Emilio Ghione ha creato nell’immaginario cinematografico, non solo italiano, un personaggio leggendario. Entrato nel cinema dalla porta di servizio, come stuntman, sostituendo tremanti eroi incapaci di reggersi in sella o di fare un salto, s’era poi adattato, nelle comiche di Cretinetti, ad apparizioni di cattivo o addirittura di suocera o di vecchia zia, cui rovinare addosso bastonate o torte alla crema. Lasciata Torino, se n’era venuto alla Cines di Roma, dove la sua ascetica e scarna figura fu utilizzata per dar vita al Poverello d’Assisi, poi per un perfido Ali Babà e per il crociato Rinaldo nella prima edizione de La Gerusalemme liberata, di Enrico Guazzoni. Passato alla Celio, forma un trio con Francesca Bertini e Alberto Collo, in genere nella parte del terzo incomodo, finché nel 1915, in un film rimasto memorabile, ma di cui si sono sfortunatamente perse le tracce, Nelly la gigolette, riveste i panni dell’apache Za-la-Mort. In verità, in quel film si chiamava Zar-la Mort, ma subito lo cambia in Za-la Mort che, a suo dire, nel gergo della malavita parigina significava “Viva la Morte”; e trova in Kally Sambucini una sensibile partner, la sua Za-la-Vie. Il personaggio, che Ghione interpreta sia in alcuni serialche in vari altri film di metraggio normale, è quello di un apache sentimentale e romantico, ma al tempo stesso spietato e crudele. A parte il maillot nero e la scoppoletta tipica dell’apache, Za-la-Mort si muove negli ambienti più sordidi e tenebrosi con la raffinatezza e la flemma di un gentiluomo inglese in un club privato; la sua presenza sullo schermo è magnetica, sulla linea – per citarne degli omologhi – di un Mosjoukine o di un Conrad Veidt. La sua maschera scavata, asciutta, un teschio vivente, passa con affascinante semplicità dalla ferocia alla dolcezza, dal sarcasmo alla pietà. La sue mani ossute hanno una presa grifagna, il suo muoversi è felino, e dei felini ha anche le lunghe inerzie.

Nel momento in cui gli eroi dello schermo, da Fantomas a Douglas, da Judex a Maciste, sono l’esaltazione della forza, dell’atletismo, dello slancio e del soprassalto, Ghione costruisce il suo personaggio su di una energia latente, che si risveglia in imprevedibili guizzi, in occhiate fulminanti, in atteggiamenti sferzanti. Questa figura irreale e dominante si staglia in ambienti degradati, vive storie improbabili e da grottesco nero, punteggiate da didascalie colorite e talvolta sgrammaticate, in altalenanti duelli con gli ineffabili “Cavalieri del Triangolo Giallo”, terrificanti “Cappuccioni Neri”, “Casacche di Cuoio”, “Topi Grigi” ,”Anime Buie”. Così si chiamano i suoi avversari, tra cui spicca l’implacabile Casque d’Or.

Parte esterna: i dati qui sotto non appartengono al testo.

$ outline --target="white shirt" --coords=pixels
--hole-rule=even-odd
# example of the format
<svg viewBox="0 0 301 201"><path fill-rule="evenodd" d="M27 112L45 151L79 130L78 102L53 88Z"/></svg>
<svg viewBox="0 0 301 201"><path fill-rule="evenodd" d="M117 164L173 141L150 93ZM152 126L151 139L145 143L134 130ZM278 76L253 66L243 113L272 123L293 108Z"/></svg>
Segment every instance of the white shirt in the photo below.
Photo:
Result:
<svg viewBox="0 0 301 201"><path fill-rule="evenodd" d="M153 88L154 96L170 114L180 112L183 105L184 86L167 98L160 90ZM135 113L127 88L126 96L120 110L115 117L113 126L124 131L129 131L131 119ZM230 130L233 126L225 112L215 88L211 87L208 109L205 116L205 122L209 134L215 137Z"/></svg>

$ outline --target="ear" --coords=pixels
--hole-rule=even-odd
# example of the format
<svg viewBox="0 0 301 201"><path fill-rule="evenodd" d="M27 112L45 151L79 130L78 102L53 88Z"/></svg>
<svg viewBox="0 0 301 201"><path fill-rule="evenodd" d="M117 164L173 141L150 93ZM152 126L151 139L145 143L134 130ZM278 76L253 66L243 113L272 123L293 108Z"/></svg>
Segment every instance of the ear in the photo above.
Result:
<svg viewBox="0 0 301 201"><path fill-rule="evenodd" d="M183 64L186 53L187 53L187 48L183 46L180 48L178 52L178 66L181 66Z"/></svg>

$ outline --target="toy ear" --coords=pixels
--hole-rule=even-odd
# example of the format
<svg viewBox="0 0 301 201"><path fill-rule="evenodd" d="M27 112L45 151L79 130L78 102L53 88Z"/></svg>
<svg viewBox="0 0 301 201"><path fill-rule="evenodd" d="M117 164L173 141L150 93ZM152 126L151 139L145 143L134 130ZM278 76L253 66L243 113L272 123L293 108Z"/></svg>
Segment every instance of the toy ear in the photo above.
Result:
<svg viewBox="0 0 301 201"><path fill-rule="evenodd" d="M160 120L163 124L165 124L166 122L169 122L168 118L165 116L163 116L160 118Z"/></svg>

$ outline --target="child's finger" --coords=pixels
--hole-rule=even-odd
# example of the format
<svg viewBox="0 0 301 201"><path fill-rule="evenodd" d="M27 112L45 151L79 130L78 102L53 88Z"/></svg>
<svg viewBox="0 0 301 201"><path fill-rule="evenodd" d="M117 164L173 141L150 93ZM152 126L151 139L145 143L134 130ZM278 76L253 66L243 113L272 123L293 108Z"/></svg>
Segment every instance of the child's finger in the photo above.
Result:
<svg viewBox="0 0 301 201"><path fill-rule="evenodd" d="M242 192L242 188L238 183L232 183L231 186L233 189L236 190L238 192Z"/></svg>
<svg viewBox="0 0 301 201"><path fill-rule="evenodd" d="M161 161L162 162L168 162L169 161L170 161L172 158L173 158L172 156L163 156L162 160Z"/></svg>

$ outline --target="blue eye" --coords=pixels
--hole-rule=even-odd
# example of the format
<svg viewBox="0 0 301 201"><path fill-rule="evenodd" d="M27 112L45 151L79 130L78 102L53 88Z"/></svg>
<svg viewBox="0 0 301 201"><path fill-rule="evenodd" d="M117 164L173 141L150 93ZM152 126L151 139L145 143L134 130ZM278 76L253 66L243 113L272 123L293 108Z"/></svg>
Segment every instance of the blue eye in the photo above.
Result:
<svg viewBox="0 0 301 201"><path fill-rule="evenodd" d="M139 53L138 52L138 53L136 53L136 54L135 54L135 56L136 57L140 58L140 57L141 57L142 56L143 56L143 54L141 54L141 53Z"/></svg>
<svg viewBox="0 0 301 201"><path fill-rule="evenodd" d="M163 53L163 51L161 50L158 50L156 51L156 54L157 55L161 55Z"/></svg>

In questo groviglio quasi inestricabile di avventure, emozioni, colpi di scena, in questo caravanserraglio di truculenti criminali, gigli nel fango, inflessibili giustizieri e prostitute dal cuore d’oro, il ghigno sardonico dell’attore, che è anche soggettista e regista, sembra volerci dire di essere il primo a non credere in quello che racconta. Pur costretti nei meccanismi del feuilleton, nei canoni de “il seguito alla prossima puntata”, i film di Za-la-Mort non sono per niente privi di una beffarda autoironia.

L’incubo di Za la-Vie, l’unico film che Ghione girò all’estero, riassume quanto ora detto, con in più un tocco di gotico teutonico che si attaglia perfettamente alla vicenda.

Da rilevare la perentoria presenza della aquilina Fern Andra, un’attrice americana molto attiva in Germania, nota per essere stata la Genuine di Robert Wiene: una figura imperiosa e seducente.